Some 50,000 Wa families, or about 200,000 men, women and children, have been settled along the border of Chiang Rai province since late 1999 as part of the Myanmar government’s mass migration policy.

The Wa, whose capital is Pang Sang, Shan State, have been opium farmers for decades, partly because their traditional lands in the mountainous eastern part of the Shan State are too barren and inclement for other crops.

Myanmar’s military junta in late 1999 announced plans to relocate hundreds of thousands of Wa opium farmers to the Thai-Myanmar border area as part of their commitment to eradicate opium growing by the year 2014.

Most of the Wa migrants have settled in new border towns, such as Mong Yawn and Mong Mai, but others have moved into villages and farms once occupied by Shan, such as Mong Klan, Mong Thon and Mong Hsat.

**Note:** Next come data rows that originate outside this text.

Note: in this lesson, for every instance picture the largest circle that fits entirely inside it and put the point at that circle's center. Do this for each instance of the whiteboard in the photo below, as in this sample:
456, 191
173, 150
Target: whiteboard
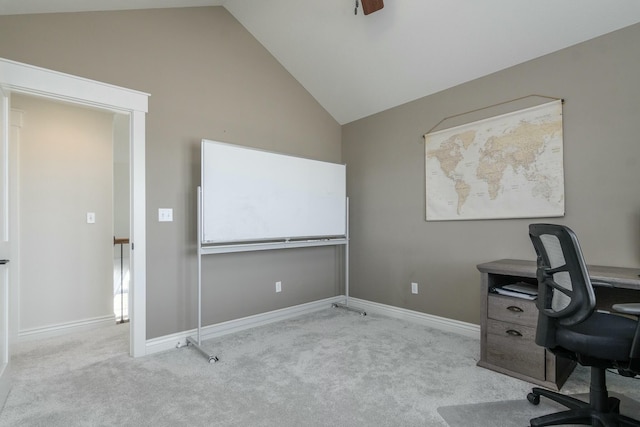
253, 195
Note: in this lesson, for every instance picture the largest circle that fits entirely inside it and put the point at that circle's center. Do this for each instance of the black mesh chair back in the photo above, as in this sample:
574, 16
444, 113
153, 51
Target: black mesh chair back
569, 326
565, 293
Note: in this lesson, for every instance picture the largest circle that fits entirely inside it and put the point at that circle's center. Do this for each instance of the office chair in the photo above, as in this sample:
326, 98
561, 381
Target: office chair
569, 326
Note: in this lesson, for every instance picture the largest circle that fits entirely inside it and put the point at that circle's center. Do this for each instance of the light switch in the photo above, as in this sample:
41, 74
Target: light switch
165, 215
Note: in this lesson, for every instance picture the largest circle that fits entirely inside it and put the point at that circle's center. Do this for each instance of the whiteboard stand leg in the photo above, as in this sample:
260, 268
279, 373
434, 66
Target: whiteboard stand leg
193, 342
345, 306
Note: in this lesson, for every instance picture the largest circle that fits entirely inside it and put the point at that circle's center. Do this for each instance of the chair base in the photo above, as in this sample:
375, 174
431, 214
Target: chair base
601, 411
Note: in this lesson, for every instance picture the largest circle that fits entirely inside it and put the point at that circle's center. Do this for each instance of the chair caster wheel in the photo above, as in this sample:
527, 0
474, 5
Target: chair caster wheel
534, 399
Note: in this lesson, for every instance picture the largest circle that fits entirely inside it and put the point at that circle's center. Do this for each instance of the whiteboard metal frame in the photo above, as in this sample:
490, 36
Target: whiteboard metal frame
208, 249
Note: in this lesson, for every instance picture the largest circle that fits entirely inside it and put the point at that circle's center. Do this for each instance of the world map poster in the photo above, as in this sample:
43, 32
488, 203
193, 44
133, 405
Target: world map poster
508, 166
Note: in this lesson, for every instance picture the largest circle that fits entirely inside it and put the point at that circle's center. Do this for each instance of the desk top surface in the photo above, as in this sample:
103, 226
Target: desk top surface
619, 277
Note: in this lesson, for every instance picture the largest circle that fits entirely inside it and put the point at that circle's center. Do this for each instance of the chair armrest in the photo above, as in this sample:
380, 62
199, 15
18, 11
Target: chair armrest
601, 284
628, 308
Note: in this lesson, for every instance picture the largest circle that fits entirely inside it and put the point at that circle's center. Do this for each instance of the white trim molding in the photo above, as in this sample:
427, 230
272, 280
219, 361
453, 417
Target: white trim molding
470, 330
66, 328
177, 340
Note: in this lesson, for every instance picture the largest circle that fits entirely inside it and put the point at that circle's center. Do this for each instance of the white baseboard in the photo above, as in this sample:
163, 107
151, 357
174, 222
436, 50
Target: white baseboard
168, 342
179, 339
66, 328
470, 330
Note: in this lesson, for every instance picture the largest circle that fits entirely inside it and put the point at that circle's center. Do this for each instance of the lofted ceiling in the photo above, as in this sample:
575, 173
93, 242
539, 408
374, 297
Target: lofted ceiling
357, 65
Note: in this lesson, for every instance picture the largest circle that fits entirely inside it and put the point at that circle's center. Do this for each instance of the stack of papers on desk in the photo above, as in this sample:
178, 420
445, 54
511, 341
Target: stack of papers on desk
518, 290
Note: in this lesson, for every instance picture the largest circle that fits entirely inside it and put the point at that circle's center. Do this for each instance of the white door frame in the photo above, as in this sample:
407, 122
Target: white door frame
31, 80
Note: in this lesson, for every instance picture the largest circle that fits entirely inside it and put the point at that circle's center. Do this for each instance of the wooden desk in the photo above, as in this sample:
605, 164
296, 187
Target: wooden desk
507, 324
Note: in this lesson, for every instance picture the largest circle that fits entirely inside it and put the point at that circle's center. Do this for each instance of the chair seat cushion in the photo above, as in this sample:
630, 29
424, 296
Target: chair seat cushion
602, 335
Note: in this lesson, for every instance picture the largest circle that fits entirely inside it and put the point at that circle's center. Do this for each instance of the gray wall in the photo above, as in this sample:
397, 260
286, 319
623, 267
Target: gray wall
65, 171
392, 244
208, 78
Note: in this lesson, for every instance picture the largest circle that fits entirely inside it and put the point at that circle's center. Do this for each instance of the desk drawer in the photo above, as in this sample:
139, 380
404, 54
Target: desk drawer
513, 310
513, 347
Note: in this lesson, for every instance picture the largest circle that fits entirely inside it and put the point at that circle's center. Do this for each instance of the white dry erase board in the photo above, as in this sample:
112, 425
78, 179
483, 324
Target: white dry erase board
252, 195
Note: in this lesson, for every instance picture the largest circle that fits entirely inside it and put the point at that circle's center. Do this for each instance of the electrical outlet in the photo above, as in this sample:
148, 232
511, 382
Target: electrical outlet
165, 214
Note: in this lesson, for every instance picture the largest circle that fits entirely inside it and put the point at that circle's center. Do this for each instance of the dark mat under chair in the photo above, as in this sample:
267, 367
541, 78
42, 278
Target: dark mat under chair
516, 413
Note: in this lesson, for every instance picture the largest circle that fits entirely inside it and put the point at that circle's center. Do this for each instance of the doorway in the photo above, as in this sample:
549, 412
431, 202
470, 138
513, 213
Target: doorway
17, 78
70, 207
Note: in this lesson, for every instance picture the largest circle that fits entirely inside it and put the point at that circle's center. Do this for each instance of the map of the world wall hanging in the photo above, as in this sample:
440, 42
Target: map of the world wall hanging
508, 166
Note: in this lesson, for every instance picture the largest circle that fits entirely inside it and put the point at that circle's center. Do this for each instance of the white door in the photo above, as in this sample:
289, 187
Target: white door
5, 248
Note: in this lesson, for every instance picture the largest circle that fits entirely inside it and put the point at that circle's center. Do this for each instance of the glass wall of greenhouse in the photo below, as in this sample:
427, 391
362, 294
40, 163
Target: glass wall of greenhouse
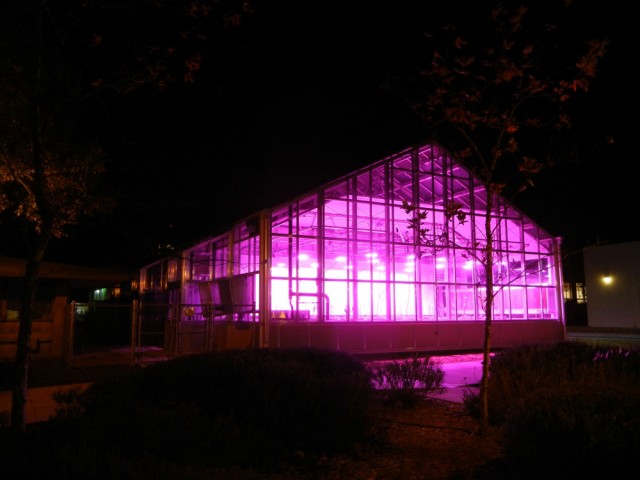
349, 252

At least 15 Shan village headmen and civilian leaders from the three Shan villages have been arrested by the Myanmar army, and imprisoned in Mong Hsat jail since October last year, said Shan State Army (SSA) Lieutenant Colonel Gon Chin.

“They are using every way to drive the Shan out,” said Gon Chin. “They accuse the Shan headmen of breaking the law and imprison them indefinitely.”

The SSA, which six years ago was a faction within the Mong Tai Army of notorious drug warlord Khun Sa, claims to have cleaned up its act and denies any involvement now in the lucrative narcotics trade.

While such claims need to be taken with a grain of salt along the drug-infested border, what seems clear is that the SSA’s open military opposition to Myanmar’s junta has made the Shan people an easy target for the Myanmar army and their ally, the 7,000-strong United Wa State Army (UWSA).

“The Burmese are worried about the Shan movement,” said Sai Aung Mak, a spokesman for the Shan Restoration Council. “If the SSA movement gathers momentum, the border can be controlled by the Shan, then we will have the border trade.”

Aung Mak estimates that some 400,000 Shans have been displaced by the Myanmar army and Wa since 1996, shortly after their combined forces defeated Khun Sa’s Mong Tai Army (MTA) and became the chief force in the Golden Triangle.

The migration of the Wa to the border area, and their heavy involvement in the illicit production of methamphetamines and heroin, has already severely strained Thai-Myanmar relations.

Since February the Thai and Myanmar armies have engaged in several cross-border artillery clashes and an even fiercer war of words has ensued between the two governments.

While the Thais accuse the Myanmar military of turning a blind eye to the Wa’s lucrative drug trade, which will pump an estimated 600 million methamphetamine pills into the Thai market this year, the Burmese accuse Thailand of supporting the Shan rebellion against them.

Yangon has pledged to stop all drug production in the Wa areas along the border by the year 2005.

“The Myanmar government said they would take five years to stop this business, but we cannot wait that long,” said Thailand’s commander of the Third Army Region, Lieutenant General Wattanachai Chaimuenwong.

Besides the current drug problem, Wattanachai and many other observers foresee an escalation of ethnic fighting as a result of the Wa migration.

“There will be a big problem in the future, because this is the Shan area,” predicted Wattanachai. “But now the Wa have used their influence with the Burmese to use land that did not belong to them in the past.”

When the Wa move into Shan territory, they tell the displaced Shan families that they have been given permission from Lieutenant General Khin Nyunt, First Secretary of the ruling junta in Yangon, to claim their lands.

Khin Nyunt is the military leader who engineered Yangon’s alliance with the UWSA in the early 1990s, which others within the Myanmar military reportedly oppose.

“I don’t think the Wa can remain here comfortably,” said SSA Lieutenant Colonel Gon Chin. “If the Myanmar army stopped helping them the Wa could not remain here.”